So I am done with this semester, finally.....After months of working my ass off I can finally take a breath, loosen my posture of "at attention" just a little bit and just for a little while. It means not all of me is going to be exhausted, just some of me....I cannot wait to get to that point, it'll be a few days to come down and maybe a few more considering it will be in the thick of Christmas Eve or Morning. I am not sure what normal human feels like any more but I am looking forward to meeting that person again. This is not only a come down for a few weeks, but also a few solid weeks to re-group and start out new, seeing with a fresh pair of clean eyes. I need to do some serious soul searching. Some serious battle prep for war with myself, my weaker and more evil inner voice. Man she is something that coaxer and excuse maker. She reels me in time and again even though I know what she's up to and also know she's a coward. She has this way about her, hhmmmm.
And so I say this mission is one of self respect (yet again)
Here's the situation as I see it... I had to go to school when I did, the right things had to happen to get me there in my head. When that happened, naturally I was in the best physical shape of my life and feeling pretty good about myself and my health. I had arrived at a place where running 25 miles a week was average and weight bars were dance partners. It was fairly amazing to be almost 40 and a Mother to four children, (one who was 19) and be damn sure I could out run an attacker and kick his ass, if not. Felt like a machine in a lot of ways, the mechanics were oiled and parts were in sync. It was good.
Then came school and oh how I loved school. That did for me psychologically what running did for me physically, my brain got tough like my abs. Buttttttt the school work took place of the gym work and before I knew it I was sustaining myself through the late night classes with late meals, late night snacks and during history and sometimes philosophy a cookie and/or a candy bar....I noticed that I was gaining weight last winter and knew that things were slackening up from the lack of pump, but still I thought I had it under control. Then I realized this summer my summer clothes felt different and my boobs were too big for last years bikini. I didn't pressure myself though, after all Papa had died and I did two semesters at 4.0, no one could do it all.......
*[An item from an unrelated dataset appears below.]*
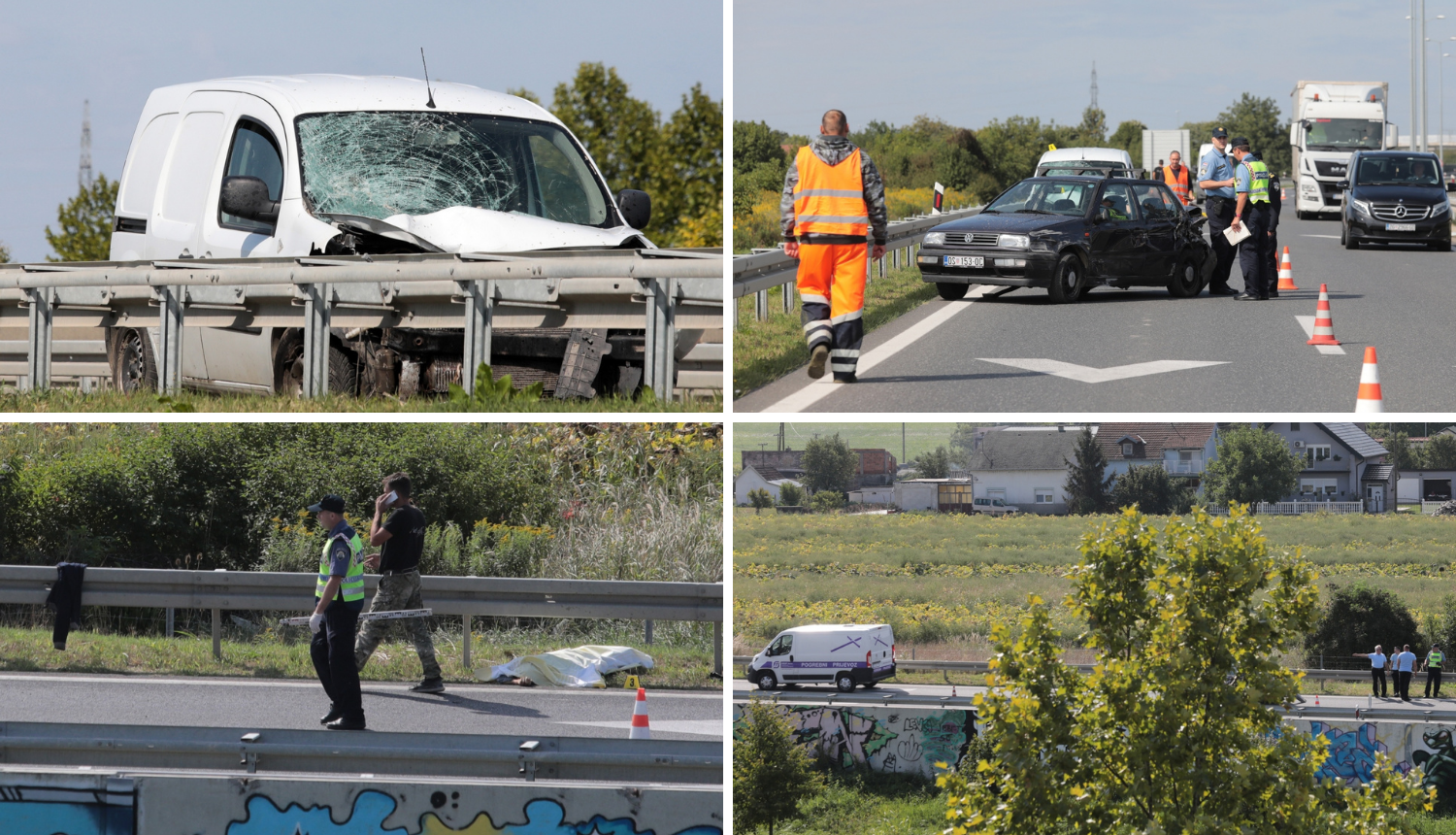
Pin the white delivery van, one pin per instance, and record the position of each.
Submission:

Then Ms. Evil said go ahead, smoke one....Then before I knew it my slippery slope sent me reeling backward and and in too deep, too fast. Marlboro menthol golds and candy bars, shit.
Now I am three weeks in, back off the butts BUT 17 pounds heavier....I haven't really run run in a year, maybe fifteen months.
I can't do it all.... but I CAN that's the thing. I will never be perfect and I am so cool with imperfection, I am not however, down with unhealthy. That girl is not my "it girl", she's that excuse giver and allowance maker....
So back to square 1, on Jan 1....This self respecting healthy thriving woman is about to get her Libra on and better balance all things Deb. Running is what I do and I believe, will be a great power tool for the stamina full time college requires of a for a 40 year old Ma. I am bout to get my run on and my A's on, same time, together. I am getting the brain and the machine to work together next semester, lets see all the things they push each other to do....Getting back in the drivers seat, almost there in my head, 10 days to go.